Although there is no amount of money that makes up for the sudden and unexpected loss of a loved one, the case presented here was about the issue of holding the drunk driver accountable for his actions. On January 17, 2016, the victim, a native of Charleston, was in town to visit a friend when she was fatally struck while walking to her friend’s apartment. The 19-year-old inebriated driver fled the scene of the accident and stated that he did not remember striking his victim with his vehicle.

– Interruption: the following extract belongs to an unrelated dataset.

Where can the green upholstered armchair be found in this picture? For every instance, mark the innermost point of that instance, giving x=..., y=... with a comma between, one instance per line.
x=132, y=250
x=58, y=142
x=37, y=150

The first-response paramedic who arrived at the scene of the accident, however, did recall this tragic incident and described it to the jury in court. The victim was still alive when she was brought to the hospital. A surgeon tried to save her life, but she eventually died from the severe swelling in her brain, two bruised lungs and pelvic fractures. At the time of her passing, she was a student studying hospitality management at Ole Miss. An economist testified in court with regard to the amount he believed she would have earned during her lifetime if she would have been able to graduate and begin working in her career.

The jury decided that the family should receive $3 million for her loss. It was also determined that the victim would have earned $2.4 million throughout her lifetime and her family was awarded an additional $500,000 for the pain and suffering she felt during the six hours between the impact and her death. $1,250,000 was awarded in punitive damages, which generally acts as a hoped-for deterrent so that other drivers may think twice before getting behind the wheel of their car while intoxicated. According to the Foundation for Advancing Alcohol Responsibility, underage drunk drivers account for nearly 10% of fatalities occurring in the U.S.